Wholesale traders' persistent talk of at best steady and more often disappointing demand encountered by their carcase meat retailer customers seems to be borne out by the latest price spread calculations from the MLC.
One interpretation of economist Tony Fowler's figures would be the processors and supermarkets have found difficulty passing on to consumers the full increases in livestock procurement costs since the FMD crisis.
The live lamb market, in particular, has been quite buoyant in recent months. And, of course, home produced pigs have been very scarce. Yet the MLC's surveys have shown retail lamb prices slightly weaker than in summer 2001 and pork prices little changed.
The average retail price for beef was also softer in June than 12 months previously, despite cattle becoming more expensive. However, a commentary by Fowler published with the new data cautions against taking the numbers at face value: "Producer to retail price spreads are [intended only] to be broad measure of industry margin trends."

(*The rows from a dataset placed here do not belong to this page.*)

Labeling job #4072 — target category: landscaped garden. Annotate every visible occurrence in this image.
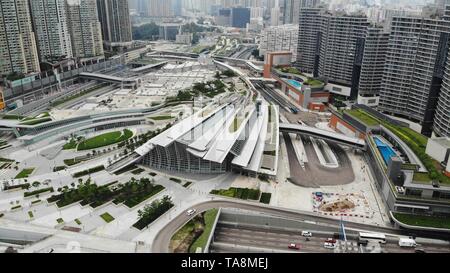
[133,195,174,230]
[100,212,114,223]
[259,192,272,204]
[149,116,173,120]
[15,168,34,179]
[189,209,218,252]
[345,109,380,126]
[169,209,218,253]
[73,165,105,178]
[210,187,261,200]
[346,109,450,185]
[47,178,164,208]
[77,129,133,151]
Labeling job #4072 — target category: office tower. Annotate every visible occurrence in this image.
[97,0,132,48]
[296,8,323,74]
[283,0,320,24]
[30,0,73,63]
[259,25,298,61]
[314,12,368,89]
[231,8,250,28]
[67,0,103,59]
[0,0,40,76]
[378,16,450,135]
[358,25,389,106]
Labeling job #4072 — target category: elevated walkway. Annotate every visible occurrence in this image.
[80,72,137,88]
[280,123,366,150]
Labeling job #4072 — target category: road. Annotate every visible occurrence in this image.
[211,224,450,253]
[152,200,404,253]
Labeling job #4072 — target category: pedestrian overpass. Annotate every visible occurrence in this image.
[80,72,138,89]
[279,123,366,150]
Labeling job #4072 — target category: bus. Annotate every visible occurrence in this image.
[359,232,386,244]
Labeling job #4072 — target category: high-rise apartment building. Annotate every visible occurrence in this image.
[30,0,73,62]
[231,8,250,28]
[67,0,103,59]
[296,8,323,74]
[283,0,320,24]
[314,13,369,86]
[358,25,389,106]
[378,16,450,135]
[97,0,132,48]
[140,0,175,17]
[259,25,298,61]
[0,0,40,76]
[433,44,450,137]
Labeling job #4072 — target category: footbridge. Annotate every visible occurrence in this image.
[280,123,366,150]
[80,72,138,89]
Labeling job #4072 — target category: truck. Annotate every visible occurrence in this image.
[398,238,417,247]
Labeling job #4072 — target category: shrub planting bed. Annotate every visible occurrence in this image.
[210,187,261,200]
[100,212,114,223]
[15,168,34,179]
[133,195,174,230]
[23,187,53,197]
[77,129,133,151]
[259,192,272,204]
[3,183,30,191]
[73,165,105,178]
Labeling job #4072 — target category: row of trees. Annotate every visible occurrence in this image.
[133,195,174,229]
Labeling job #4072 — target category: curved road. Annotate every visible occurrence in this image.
[152,200,402,253]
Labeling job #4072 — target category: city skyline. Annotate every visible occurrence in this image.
[0,0,450,258]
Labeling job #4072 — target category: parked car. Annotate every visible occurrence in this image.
[358,239,369,246]
[288,243,300,249]
[186,209,197,216]
[323,242,336,249]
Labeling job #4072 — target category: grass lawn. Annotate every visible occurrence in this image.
[229,117,242,133]
[0,157,14,162]
[345,109,380,126]
[63,139,78,150]
[393,213,450,229]
[20,117,52,125]
[169,215,203,253]
[305,78,323,86]
[259,192,272,204]
[15,168,34,179]
[189,209,218,253]
[77,129,133,151]
[131,168,144,175]
[413,172,430,183]
[149,116,173,120]
[100,212,114,223]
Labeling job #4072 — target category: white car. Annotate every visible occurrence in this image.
[323,242,336,249]
[186,209,197,216]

Complexity and change in the distribution and marketing systems for meat have made these crude measures potentially misleading, Fowler acknowledges. One crucial shift in the retailing system has of course been from retailer purchases of sides to primals or controlled atmosphere packaged cuts.
"For some operators a comparison of average producer prices and average retail prices may not reflect their actual trends in margins if the average prices of the various cuts move differently," as Fowler points out.